Et sur la table, il y avait une lettre. Cette lettre.
Cette table, je pourrais presque l'effleurer du bout des doigts, les paupières closes, aujourd'hui encore.
C'était la table de notre petite cuisine commune, elle communiquait avec toutes les chambres.
Personne n'y mangeait jamais.
Instinct de conservation, sans doute : je pense qu'aucun d'entre nous n'était en mesure de mitonner un quelconque plat comestible.
Mais moi, j'aimerai bien m'y asseoir, parfois.
Vous croyez vraiment que Célia l'ignorait ?
La lettre était posée là, sur le bord de la table. Comme par négligence. Comme par distraction.
Mais ceux qui connaissent Célia savent qu'elle n'agissait que très rarement par distraction. Très très rarement.
De qui était la lettre ? Quel était son contenu ? Professionnel ou personnel ? Ami ? Famille ?
Aucun de nous n'a tenté de le savoir, personne n'a ouverte cette missive qui nous narguait (bien qu'on puisse être sûr qu'aucun de nous n'a pu la manquer. D'autant qu'elle est restée quelques jours ainsi, avec ses lettres alambiquées et agressives délimitant le nom de Célia).
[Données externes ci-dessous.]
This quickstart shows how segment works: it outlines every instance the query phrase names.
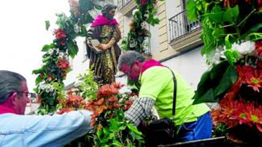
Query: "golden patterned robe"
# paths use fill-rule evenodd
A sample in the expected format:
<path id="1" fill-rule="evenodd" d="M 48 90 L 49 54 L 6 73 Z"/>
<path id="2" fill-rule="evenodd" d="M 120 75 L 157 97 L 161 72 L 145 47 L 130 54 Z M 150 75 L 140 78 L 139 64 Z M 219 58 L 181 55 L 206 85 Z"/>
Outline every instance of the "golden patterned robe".
<path id="1" fill-rule="evenodd" d="M 101 43 L 107 44 L 113 37 L 116 39 L 115 44 L 101 53 L 95 52 L 90 45 L 87 44 L 87 55 L 90 59 L 89 68 L 103 84 L 115 81 L 118 61 L 121 53 L 117 43 L 121 39 L 121 33 L 118 26 L 107 25 L 91 27 L 88 32 L 88 39 L 98 39 Z"/>

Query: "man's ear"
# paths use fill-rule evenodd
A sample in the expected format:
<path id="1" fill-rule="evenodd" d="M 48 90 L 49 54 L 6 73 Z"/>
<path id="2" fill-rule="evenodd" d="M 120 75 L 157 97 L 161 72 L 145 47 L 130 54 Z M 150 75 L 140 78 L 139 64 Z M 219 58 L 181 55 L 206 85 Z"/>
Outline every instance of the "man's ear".
<path id="1" fill-rule="evenodd" d="M 10 99 L 11 99 L 12 100 L 12 104 L 15 105 L 16 104 L 16 101 L 17 99 L 18 98 L 17 95 L 17 93 L 16 92 L 14 92 L 13 94 L 10 97 Z"/>
<path id="2" fill-rule="evenodd" d="M 135 60 L 135 64 L 137 66 L 139 66 L 140 64 L 140 62 L 138 60 Z"/>

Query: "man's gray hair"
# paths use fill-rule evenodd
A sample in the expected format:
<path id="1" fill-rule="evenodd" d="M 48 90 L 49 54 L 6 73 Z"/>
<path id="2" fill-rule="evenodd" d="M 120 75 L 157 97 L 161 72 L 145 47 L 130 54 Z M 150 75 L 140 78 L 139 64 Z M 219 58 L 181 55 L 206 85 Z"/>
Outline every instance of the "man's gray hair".
<path id="1" fill-rule="evenodd" d="M 129 50 L 122 53 L 118 59 L 118 70 L 122 71 L 122 66 L 123 64 L 131 66 L 135 63 L 135 60 L 144 62 L 145 59 L 141 54 L 134 50 Z"/>
<path id="2" fill-rule="evenodd" d="M 22 83 L 26 80 L 21 75 L 7 70 L 0 70 L 0 104 L 7 99 L 12 92 L 21 91 Z"/>

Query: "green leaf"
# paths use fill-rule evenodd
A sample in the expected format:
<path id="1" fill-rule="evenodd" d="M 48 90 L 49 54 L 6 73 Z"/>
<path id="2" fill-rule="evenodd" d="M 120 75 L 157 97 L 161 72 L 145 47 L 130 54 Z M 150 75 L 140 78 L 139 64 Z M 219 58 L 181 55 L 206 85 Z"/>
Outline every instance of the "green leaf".
<path id="1" fill-rule="evenodd" d="M 194 104 L 219 102 L 237 78 L 235 68 L 230 66 L 227 61 L 216 65 L 201 77 L 193 98 Z"/>
<path id="2" fill-rule="evenodd" d="M 198 104 L 202 103 L 218 102 L 219 100 L 216 99 L 214 96 L 213 89 L 209 89 L 205 94 L 201 96 L 195 94 L 193 98 L 195 99 L 193 105 Z"/>
<path id="3" fill-rule="evenodd" d="M 45 21 L 45 23 L 46 23 L 46 29 L 48 30 L 50 27 L 50 22 L 49 20 L 46 20 Z"/>
<path id="4" fill-rule="evenodd" d="M 37 85 L 42 81 L 42 79 L 40 75 L 38 75 L 35 79 L 35 85 Z"/>
<path id="5" fill-rule="evenodd" d="M 215 38 L 221 37 L 222 35 L 225 34 L 225 28 L 216 28 L 212 32 L 212 35 Z"/>
<path id="6" fill-rule="evenodd" d="M 262 24 L 259 23 L 256 24 L 243 35 L 243 37 L 245 38 L 252 33 L 258 32 L 261 29 L 262 29 Z"/>
<path id="7" fill-rule="evenodd" d="M 128 124 L 127 125 L 127 127 L 132 131 L 132 132 L 134 132 L 134 133 L 139 135 L 142 135 L 142 133 L 138 131 L 138 130 L 137 129 L 137 128 L 132 124 Z"/>
<path id="8" fill-rule="evenodd" d="M 227 49 L 230 49 L 232 48 L 232 44 L 229 41 L 229 37 L 233 36 L 231 34 L 228 34 L 225 37 L 225 44 Z"/>
<path id="9" fill-rule="evenodd" d="M 55 45 L 54 43 L 52 43 L 50 45 L 46 45 L 43 47 L 42 51 L 43 52 L 47 52 L 49 49 L 53 48 L 55 47 Z"/>
<path id="10" fill-rule="evenodd" d="M 191 21 L 197 21 L 197 14 L 196 3 L 194 0 L 189 0 L 186 4 L 187 16 L 188 20 Z"/>
<path id="11" fill-rule="evenodd" d="M 43 63 L 46 63 L 51 59 L 51 56 L 48 56 L 44 58 L 43 60 Z"/>
<path id="12" fill-rule="evenodd" d="M 217 97 L 226 91 L 236 81 L 238 78 L 236 67 L 230 66 L 224 74 L 219 85 L 215 89 L 215 96 Z"/>
<path id="13" fill-rule="evenodd" d="M 44 69 L 43 67 L 41 67 L 37 69 L 34 70 L 32 72 L 32 74 L 38 74 L 40 73 L 43 72 Z"/>
<path id="14" fill-rule="evenodd" d="M 204 15 L 204 16 L 208 17 L 209 20 L 212 22 L 219 23 L 221 23 L 223 20 L 223 12 L 208 13 Z"/>
<path id="15" fill-rule="evenodd" d="M 95 4 L 95 8 L 98 10 L 101 10 L 103 8 L 102 6 L 97 4 Z"/>
<path id="16" fill-rule="evenodd" d="M 74 58 L 78 51 L 78 47 L 76 42 L 74 41 L 70 40 L 68 41 L 67 45 L 68 54 L 72 58 Z"/>
<path id="17" fill-rule="evenodd" d="M 103 134 L 103 131 L 102 130 L 99 130 L 96 131 L 96 135 L 97 136 L 97 137 L 98 137 L 98 138 L 99 139 L 102 134 Z"/>

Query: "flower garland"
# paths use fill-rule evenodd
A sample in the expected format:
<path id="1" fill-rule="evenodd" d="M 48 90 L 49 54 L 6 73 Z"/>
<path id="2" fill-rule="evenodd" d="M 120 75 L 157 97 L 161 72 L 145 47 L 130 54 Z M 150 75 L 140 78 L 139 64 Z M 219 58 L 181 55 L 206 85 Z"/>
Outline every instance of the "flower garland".
<path id="1" fill-rule="evenodd" d="M 93 75 L 89 71 L 88 74 L 80 75 L 84 80 L 74 93 L 61 94 L 64 92 L 60 89 L 57 114 L 85 109 L 93 112 L 91 116 L 93 129 L 85 136 L 71 144 L 75 142 L 86 146 L 144 146 L 142 133 L 124 117 L 124 112 L 128 110 L 137 96 L 120 93 L 119 90 L 124 85 L 119 83 L 98 88 Z M 86 97 L 88 93 L 89 96 Z M 87 138 L 90 138 L 88 141 Z"/>
<path id="2" fill-rule="evenodd" d="M 42 114 L 56 110 L 59 102 L 57 90 L 50 87 L 57 83 L 64 86 L 63 81 L 71 70 L 68 56 L 73 58 L 78 50 L 75 38 L 86 36 L 85 25 L 93 20 L 89 12 L 101 9 L 91 0 L 69 0 L 68 2 L 71 16 L 68 17 L 64 13 L 57 15 L 58 18 L 56 23 L 58 28 L 54 31 L 55 38 L 52 43 L 43 48 L 42 51 L 45 53 L 43 56 L 43 65 L 33 71 L 33 74 L 38 75 L 35 81 L 37 87 L 34 90 L 40 96 L 39 113 Z M 46 24 L 48 30 L 50 23 L 46 21 Z"/>
<path id="3" fill-rule="evenodd" d="M 194 103 L 219 102 L 212 113 L 215 126 L 224 126 L 224 135 L 234 141 L 259 142 L 262 21 L 256 18 L 262 15 L 261 1 L 190 0 L 187 8 L 190 20 L 201 20 L 201 53 L 210 69 L 201 78 Z"/>
<path id="4" fill-rule="evenodd" d="M 164 0 L 160 0 L 162 1 Z M 127 38 L 123 38 L 121 47 L 124 50 L 135 50 L 140 53 L 147 50 L 146 39 L 150 37 L 147 29 L 148 24 L 154 26 L 160 22 L 155 17 L 157 0 L 135 0 L 137 9 L 132 12 L 133 19 L 130 22 L 130 30 Z"/>

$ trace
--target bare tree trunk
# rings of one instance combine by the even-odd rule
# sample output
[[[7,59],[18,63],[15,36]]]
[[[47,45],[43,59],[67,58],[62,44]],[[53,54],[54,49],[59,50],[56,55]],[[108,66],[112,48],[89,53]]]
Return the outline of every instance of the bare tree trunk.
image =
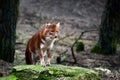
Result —
[[[19,0],[0,0],[0,59],[14,61]]]
[[[108,0],[102,15],[98,46],[104,54],[116,53],[120,33],[120,0]]]

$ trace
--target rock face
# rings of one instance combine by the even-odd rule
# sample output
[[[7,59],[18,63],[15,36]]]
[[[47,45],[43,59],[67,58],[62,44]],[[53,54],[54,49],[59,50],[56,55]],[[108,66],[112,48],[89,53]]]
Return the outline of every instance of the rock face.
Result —
[[[97,72],[81,67],[21,65],[13,67],[8,80],[100,80],[100,77]]]

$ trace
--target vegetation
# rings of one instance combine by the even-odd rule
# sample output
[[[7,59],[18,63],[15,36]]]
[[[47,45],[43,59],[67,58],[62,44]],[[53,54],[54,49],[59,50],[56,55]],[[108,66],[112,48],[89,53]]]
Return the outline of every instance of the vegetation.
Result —
[[[98,46],[100,53],[115,54],[120,38],[120,0],[107,0],[100,25]],[[97,47],[97,46],[96,46]]]
[[[6,80],[6,78],[2,79]],[[100,80],[98,73],[93,70],[62,65],[45,68],[39,65],[16,66],[13,67],[9,80],[10,78],[14,80]]]
[[[76,52],[84,51],[84,43],[80,40],[76,43]]]

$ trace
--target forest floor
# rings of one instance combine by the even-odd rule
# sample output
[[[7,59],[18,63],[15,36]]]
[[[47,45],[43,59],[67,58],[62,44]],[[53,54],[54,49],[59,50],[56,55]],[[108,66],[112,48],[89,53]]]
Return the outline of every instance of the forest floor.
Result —
[[[62,2],[61,2],[62,1]],[[77,2],[78,1],[78,2]],[[47,21],[61,22],[60,38],[52,49],[52,64],[58,56],[69,62],[63,65],[80,66],[89,69],[104,69],[102,80],[120,80],[120,47],[114,55],[91,53],[90,49],[98,41],[98,28],[106,0],[21,0],[20,17],[16,30],[16,53],[14,63],[0,60],[0,76],[9,74],[15,65],[25,64],[25,48],[28,39]],[[79,4],[78,4],[79,3]],[[47,5],[49,4],[49,5]],[[66,5],[67,4],[67,5]],[[71,5],[72,4],[72,5]],[[74,4],[74,5],[73,5]],[[45,6],[44,6],[45,5]],[[79,11],[80,10],[80,11]],[[87,30],[80,40],[84,51],[75,52],[77,63],[71,61],[71,46],[82,31]],[[93,30],[93,31],[89,31]]]

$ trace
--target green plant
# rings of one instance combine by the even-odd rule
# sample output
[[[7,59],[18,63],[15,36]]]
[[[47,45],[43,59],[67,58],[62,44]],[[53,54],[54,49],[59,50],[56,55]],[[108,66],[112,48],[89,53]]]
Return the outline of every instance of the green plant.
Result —
[[[84,51],[84,43],[80,40],[76,43],[76,52]]]

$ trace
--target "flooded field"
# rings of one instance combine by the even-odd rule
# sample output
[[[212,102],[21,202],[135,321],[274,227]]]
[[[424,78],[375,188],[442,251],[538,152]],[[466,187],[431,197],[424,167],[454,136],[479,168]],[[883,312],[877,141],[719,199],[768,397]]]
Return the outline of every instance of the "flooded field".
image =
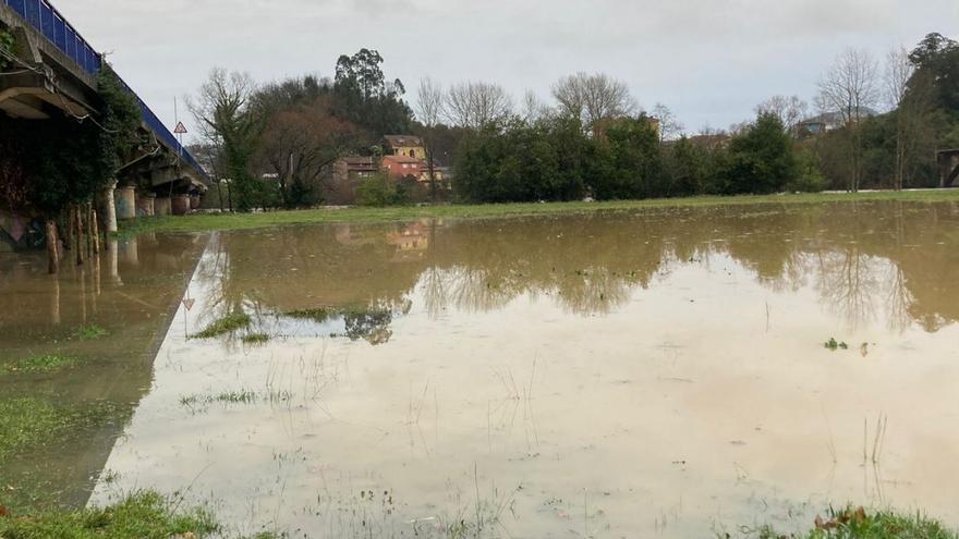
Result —
[[[0,463],[37,499],[156,488],[293,537],[740,536],[847,502],[959,526],[955,204],[141,236],[44,267],[0,258],[0,365],[80,359],[0,376],[0,403],[109,411]]]

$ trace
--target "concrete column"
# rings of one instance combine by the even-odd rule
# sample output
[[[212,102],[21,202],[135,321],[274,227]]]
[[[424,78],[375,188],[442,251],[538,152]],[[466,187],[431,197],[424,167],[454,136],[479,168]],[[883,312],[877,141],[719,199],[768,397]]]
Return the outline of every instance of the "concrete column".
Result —
[[[190,212],[190,195],[173,195],[170,204],[174,216],[185,216]]]
[[[120,187],[116,191],[117,218],[136,219],[136,187]]]
[[[154,215],[157,217],[169,216],[171,211],[170,199],[165,196],[158,196],[154,200]]]
[[[144,217],[153,217],[154,205],[156,204],[154,200],[157,198],[157,195],[153,193],[144,193],[143,195],[136,197],[136,212]]]
[[[104,193],[104,226],[107,228],[107,233],[117,232],[117,200],[113,197],[116,188],[117,182],[113,182]]]

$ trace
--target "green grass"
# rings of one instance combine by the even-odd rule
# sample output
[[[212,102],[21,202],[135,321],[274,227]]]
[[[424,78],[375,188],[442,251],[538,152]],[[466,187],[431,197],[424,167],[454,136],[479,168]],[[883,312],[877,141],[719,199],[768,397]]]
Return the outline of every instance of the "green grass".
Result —
[[[76,359],[61,354],[39,354],[24,357],[9,365],[0,365],[0,376],[15,373],[47,373],[76,365]]]
[[[327,321],[331,316],[338,314],[337,309],[329,307],[314,307],[309,309],[298,309],[283,313],[283,316],[295,318],[298,320],[313,320],[317,323]]]
[[[239,390],[224,391],[216,395],[190,395],[181,396],[180,405],[187,407],[209,406],[213,403],[222,404],[253,404],[256,402],[257,394],[255,391]]]
[[[802,535],[780,534],[768,526],[757,535],[760,539],[959,539],[956,531],[921,514],[870,513],[851,506],[830,510],[828,518],[816,518],[813,529]]]
[[[114,420],[119,409],[101,401],[61,406],[34,397],[0,399],[0,470],[12,456],[27,457],[76,429]]]
[[[391,208],[352,207],[347,209],[312,209],[269,211],[264,213],[209,213],[180,217],[137,219],[124,225],[120,235],[133,236],[145,232],[205,232],[211,230],[244,230],[289,224],[332,222],[391,222],[418,218],[481,219],[525,217],[557,213],[584,213],[599,210],[632,210],[644,208],[681,208],[702,206],[738,206],[751,204],[813,204],[840,201],[899,200],[913,203],[959,201],[959,189],[930,189],[872,193],[822,193],[796,195],[697,196],[650,200],[614,200],[604,203],[548,204],[489,204],[403,206]]]
[[[102,509],[45,511],[0,517],[3,539],[170,539],[210,537],[220,529],[203,509],[174,513],[156,492],[139,492]]]
[[[210,323],[206,327],[205,330],[196,333],[194,339],[213,339],[216,336],[224,335],[227,333],[232,333],[236,330],[248,327],[253,322],[253,319],[250,318],[250,315],[245,313],[236,313],[233,315],[227,315],[223,318]]]
[[[269,342],[270,336],[266,333],[248,333],[240,338],[246,344],[264,344]]]
[[[56,438],[70,420],[69,411],[38,399],[0,401],[0,468],[10,456]]]
[[[73,332],[73,338],[81,341],[93,341],[108,334],[107,330],[96,323],[85,323],[76,328],[76,331]]]

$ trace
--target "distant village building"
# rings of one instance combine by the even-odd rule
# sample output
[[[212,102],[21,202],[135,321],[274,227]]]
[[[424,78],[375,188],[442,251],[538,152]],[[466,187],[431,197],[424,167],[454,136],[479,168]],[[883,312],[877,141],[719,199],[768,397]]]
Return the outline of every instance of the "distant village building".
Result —
[[[862,118],[872,118],[876,111],[867,108],[860,109]],[[846,125],[846,115],[842,112],[824,112],[820,115],[808,118],[798,124],[796,128],[800,135],[822,135]]]
[[[386,135],[386,155],[426,159],[423,139],[413,135]]]
[[[341,157],[333,163],[333,180],[365,180],[379,172],[372,157]]]
[[[415,149],[411,149],[411,151],[415,151]],[[383,169],[392,180],[402,180],[408,176],[413,176],[417,181],[421,181],[424,171],[426,175],[429,175],[428,168],[423,159],[403,155],[384,157]]]

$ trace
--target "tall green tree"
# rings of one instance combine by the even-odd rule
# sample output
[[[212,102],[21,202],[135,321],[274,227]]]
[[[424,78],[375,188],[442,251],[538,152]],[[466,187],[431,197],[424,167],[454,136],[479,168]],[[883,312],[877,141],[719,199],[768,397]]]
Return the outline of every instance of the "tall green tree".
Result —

Vous savez, ce qu'était cette lettre, son essence, je veux dire (son encore et la facture de son papier, les sentiments qu'elle transpirait et les informations qu'elle cristallisait, son auteur…), ça n'avait aucune importance. Aucune.
Car tout ce qui comptait, c'est que Célia avait reçu une lettre. Et pas nous.
Désolée de vous imposer ça (si vous daigniez cliquer...)
Elle voulait surement vous narguer... Dans ce genre de cas, ça sert a rien de faire attention.
Pis peut-être que c'était une mauvaise nouvelle, finalement !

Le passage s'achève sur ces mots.